What is the Tunnel Indicator?
The Tunnel Indicator is a technical indicator that consists primarily of two significant moving average lines, as well as six additional MA smoothing lines. The Tunnel indicator is made up of eight lines. Six of them are filled in red by default, with the remaining two in green and blue. The green MA is labeled MA1, and the blue MA is labeled MA2. MA1 is the 144-period moving average, while MA2 is the 169-period moving average. During significant market sessions, the Tunnel indicator can act as a price support/resistance channel.

Tunnel Strategy
The Tunnel Strategy consists of 8 bands with varying parameters. The top four bands act as potential areas of support because price frequently bounces upwards from these levels, creating opportunities to go long. These levels can also be used to define market bullish breakouts. The last four bands at the bottom act as resistance levels, and prices frequently jump downwards from these areas during a bearish trend. You can also decide to place a sell stop just below the bottom band to activate your sell entry with a potential bearish breakout setup.
The simple average of the closing price is used to calculate moving averages. The short-term moving average indicates the intraday trend, while the long-term moving average indicates the market’s long-term trends. When the moving average 144 rises above the moving average 169, traders could look for long opportunities, and when it falls below the moving average 169, traders could look for short opportunities. Upper and lower tunnels are drawn in conjunction with moving averages, which can be used as support and resistance.
Buy Signal
The following could be your checklist for a buy trade:
- When price trades above the 144 and 169 moving averages.
- When the slope of the moving averages is up.

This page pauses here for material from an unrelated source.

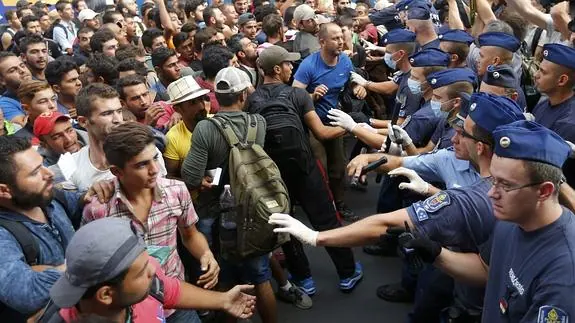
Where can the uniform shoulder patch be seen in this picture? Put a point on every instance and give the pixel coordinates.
(437, 202)
(552, 314)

- When the 144 MA is above the 169 MA.
Once these three events occur:
- You could open a buy position after a breakout of the upper band occurs and you get your signal confirmation.
- You could set your stop loss just below the nearest swing low.

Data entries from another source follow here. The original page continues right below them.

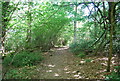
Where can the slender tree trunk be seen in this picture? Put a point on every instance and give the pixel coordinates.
(29, 23)
(75, 22)
(112, 23)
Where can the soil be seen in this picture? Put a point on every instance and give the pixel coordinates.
(62, 64)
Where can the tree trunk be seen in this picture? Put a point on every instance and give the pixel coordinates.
(29, 23)
(112, 24)
(75, 22)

- You could set your take profit at the nearest resistance zone.
- For good risk management, I would only consider trades with a risk to reward ratio of at least 1:2.

Sell Signal
The following could be your checklist for a sell trade:
- When price trades below the 144 and 169 moving averages.
- When the slope of the moving averages is down.
- When the 144 MA is below the 169 MA.
Once these three events occur:
- You could open a sell position after a breakout of the lower band occurs and you get your signal confirmation.
- You could set your stop loss just above the nearest swing high.
- You could set your take profit at the nearest support zone.
- For good risk management, I would only consider trades with a risk to reward ratio of at least 1:2.

Tunnel Pros & Cons
Pros
- As it is based on long-term moving averages, the Tunnel Indicator can help traders ride long trends without exiting too quickly.
- This indicator can also act as dynamic support and resistance levels.
Cons
- The Tunnel Indicator may not meet the trader’s expectations in a consolidating market.
- The fact that it is the upper lines that serve as support while the lower lines serve as resistance could be confusing sometimes.
Conclusion
The Tunnel Indicator, composed of multiple moving averages, tries to provide signal indications for trend continuation and gives potential support and resistance levels for traders to use. Traders may confirm the signals given by this indicator before leaving their positions to run for long and it is paramount to pay keen attention to money management.